Sì, ma quali tempi? Può essere quello della peggiore crisi che il Paese abbia vissuto dal dopoguerra il momento migliore per affrontare il tema della flessibilità abbattendo definitivamente il totem dell’articolo 18? «Non abbiamo scelta — è la risposta di Bonanni —. Ma dobbiamo agire con più accortezza. Purtroppo la legge Fornero ci ha portati indietro. Quello che non si può fare oggi è affrontare questi temi senza fare nel contempo una buona economia. I governi fin qui hanno pensato che l’occupazione si crei cambiando le regole del lavoro. Ma i fatti dimostrano che ciò non basta, che bisogna creare sviluppo prima di tutto. Perciò non accetteremo ulteriori discussioni senza che questi due binari procedano insieme».
L’allusione, neanche troppo velata, è alla cocente delusione della legge di Stabilità che ha mancato l’obiettivo di tagliare coraggiosamente il cuneo fiscale per far ripartire la domanda. «Anche se la creazione del fondo, pur con qualche contraddizione nel testo, è sicuramente un fatto positivo, frutto della mobilitazione del sindacati», dice Bonanni, non citando mai Letta, cui lo lega un rapporto di anni e una radice culturale comune, ma è a lui che pensa quando sollecita una «buona economia», come una sorta di promessa ancora pendente.
Il dibattito su come cambiare il lavoro intanto però è partito con la firma del neosegretario del Pd, Matteo Renzi: «Chiunque proponga maggiore flessibilità in cambio di maggiori salari, noi lo sosteniamo», dice il segretario della Cisl, mostrando un approccio laico che gli è consueto. «Bisogna combattere il freno posto da chi difende rendite di ogni tipo, che è lo stesso che ha affossato la legge di Stabilità. Perciò sono proprio le forze politiche nuove o rinnovate i migliori interlocutori di un sindacato che ideologico non è».

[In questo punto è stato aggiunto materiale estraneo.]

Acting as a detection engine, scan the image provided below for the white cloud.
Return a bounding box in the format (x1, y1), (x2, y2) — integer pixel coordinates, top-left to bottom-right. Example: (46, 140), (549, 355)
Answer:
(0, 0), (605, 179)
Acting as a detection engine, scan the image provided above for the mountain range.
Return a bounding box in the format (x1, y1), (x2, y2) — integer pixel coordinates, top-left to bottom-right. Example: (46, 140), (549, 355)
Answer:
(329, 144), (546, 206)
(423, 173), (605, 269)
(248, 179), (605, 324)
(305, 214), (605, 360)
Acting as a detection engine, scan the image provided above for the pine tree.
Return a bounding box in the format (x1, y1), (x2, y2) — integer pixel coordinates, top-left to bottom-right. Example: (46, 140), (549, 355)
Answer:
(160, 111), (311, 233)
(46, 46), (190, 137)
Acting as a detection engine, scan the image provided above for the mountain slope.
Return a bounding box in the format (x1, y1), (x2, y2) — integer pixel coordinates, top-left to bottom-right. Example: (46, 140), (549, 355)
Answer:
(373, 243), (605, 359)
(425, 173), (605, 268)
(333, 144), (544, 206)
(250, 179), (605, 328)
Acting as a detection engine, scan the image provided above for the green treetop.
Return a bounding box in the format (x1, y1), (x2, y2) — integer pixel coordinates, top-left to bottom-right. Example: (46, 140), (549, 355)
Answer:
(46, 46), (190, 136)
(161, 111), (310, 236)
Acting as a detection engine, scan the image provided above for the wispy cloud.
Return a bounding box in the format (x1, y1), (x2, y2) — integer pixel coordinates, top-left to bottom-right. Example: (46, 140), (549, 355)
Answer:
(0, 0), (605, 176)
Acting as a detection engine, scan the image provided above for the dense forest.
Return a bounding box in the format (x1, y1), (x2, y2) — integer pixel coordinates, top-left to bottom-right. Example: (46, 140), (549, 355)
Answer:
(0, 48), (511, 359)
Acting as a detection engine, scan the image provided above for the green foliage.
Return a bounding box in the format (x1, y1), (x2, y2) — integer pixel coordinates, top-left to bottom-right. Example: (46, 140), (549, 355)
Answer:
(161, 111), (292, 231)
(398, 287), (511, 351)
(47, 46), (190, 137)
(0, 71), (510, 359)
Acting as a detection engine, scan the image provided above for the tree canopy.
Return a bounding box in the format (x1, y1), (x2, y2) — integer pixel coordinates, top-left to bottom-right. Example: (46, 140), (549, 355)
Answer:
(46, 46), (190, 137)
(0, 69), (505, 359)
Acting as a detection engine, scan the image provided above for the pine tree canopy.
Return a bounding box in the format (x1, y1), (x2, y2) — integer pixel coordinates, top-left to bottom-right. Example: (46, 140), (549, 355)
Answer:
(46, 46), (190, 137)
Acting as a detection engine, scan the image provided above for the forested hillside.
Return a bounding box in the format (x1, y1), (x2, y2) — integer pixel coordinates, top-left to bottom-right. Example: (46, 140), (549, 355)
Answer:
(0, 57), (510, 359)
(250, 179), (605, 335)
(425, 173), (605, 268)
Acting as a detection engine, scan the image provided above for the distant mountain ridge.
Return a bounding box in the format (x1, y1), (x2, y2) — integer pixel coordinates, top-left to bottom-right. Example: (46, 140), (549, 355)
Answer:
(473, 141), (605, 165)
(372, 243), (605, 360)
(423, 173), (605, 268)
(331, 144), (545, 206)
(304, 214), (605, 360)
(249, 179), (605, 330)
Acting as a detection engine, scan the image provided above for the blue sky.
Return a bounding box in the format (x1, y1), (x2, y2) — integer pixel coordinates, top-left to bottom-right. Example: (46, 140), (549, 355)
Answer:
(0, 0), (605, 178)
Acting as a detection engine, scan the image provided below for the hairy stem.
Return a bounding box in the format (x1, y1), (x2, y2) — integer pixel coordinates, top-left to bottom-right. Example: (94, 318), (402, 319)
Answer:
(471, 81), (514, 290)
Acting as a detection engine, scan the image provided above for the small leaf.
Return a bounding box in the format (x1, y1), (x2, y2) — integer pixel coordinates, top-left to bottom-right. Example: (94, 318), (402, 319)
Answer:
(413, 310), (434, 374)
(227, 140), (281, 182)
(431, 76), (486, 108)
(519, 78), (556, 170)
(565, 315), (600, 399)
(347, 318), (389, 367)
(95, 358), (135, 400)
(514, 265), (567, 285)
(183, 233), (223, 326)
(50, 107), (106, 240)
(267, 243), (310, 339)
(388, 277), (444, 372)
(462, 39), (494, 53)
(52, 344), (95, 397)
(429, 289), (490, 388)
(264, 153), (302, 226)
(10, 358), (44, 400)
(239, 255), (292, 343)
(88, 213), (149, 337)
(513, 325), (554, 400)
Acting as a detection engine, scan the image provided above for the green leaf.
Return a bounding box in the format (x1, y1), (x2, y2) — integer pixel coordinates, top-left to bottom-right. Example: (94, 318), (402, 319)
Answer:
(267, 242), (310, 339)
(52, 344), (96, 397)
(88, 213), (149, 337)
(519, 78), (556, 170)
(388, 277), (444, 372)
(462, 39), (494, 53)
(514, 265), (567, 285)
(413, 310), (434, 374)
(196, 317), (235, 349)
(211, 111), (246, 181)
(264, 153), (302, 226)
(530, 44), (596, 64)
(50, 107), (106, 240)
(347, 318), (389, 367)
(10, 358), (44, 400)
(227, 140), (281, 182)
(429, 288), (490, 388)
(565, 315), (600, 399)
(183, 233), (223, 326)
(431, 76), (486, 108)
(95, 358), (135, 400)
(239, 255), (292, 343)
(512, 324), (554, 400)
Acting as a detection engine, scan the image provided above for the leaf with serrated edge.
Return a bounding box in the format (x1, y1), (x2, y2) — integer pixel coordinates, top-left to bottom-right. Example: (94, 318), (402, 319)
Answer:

E se Renzi finisse vittima di una guerra sotterranea con la Cgil? «No, semmai io penso che Renzi stia riportando il Pd a quello dell’origine, quello di Walter Veltroni che non faceva guerre di religione ma dialogava pragmaticamente con tutti senza pregiudizi, cercandosi interlocutori moderni. Con lui mi sono trovato più a mio agio. Certo, lui non si sognava di entrare nelle dinamiche dei sindacati come io penso sia giusto, per un sindacato, non entrare in quelle politiche».
Eppure è difficile non notare che tra Letta e Renzi, ad esempio, ci sia al di là della proclamata collaborazione anche una competizione che può essere virtuosa oppure viziosa. «Scommetto che sarà virtuosa — azzarda Bonanni —: Letta e Renzi sono moderni. Possiamo dirci fortunati perché se ci sarà sfida, sarà per innovare». Bonanni non chiude nessuna porta insomma, sapendo che il cammino per la riforma sarà impervio.
Nel merito è d’accordo con Renzi «quando dice di vincolare la cassa integrazione alla formazione» mentre trova «sbagliato intervenire per legge sulla rappresentanza: stiamo chiudendo l’accordo attuativo con le imprese. Basta e avanza». Poi c’è da affrontare il tabù dell’articolo 18: «È il momento di andare alla sostanza: l’articolo 18 oggi è ampiamente disapplicato grazie alla giungla di contratti precari che va disboscata, a cominciare dalla piaga delle finte partite Iva, transitando verso un contratto unico che gradualmente si trasformi in un tempo indeterminato. Eviterei di farne una discussione estetica».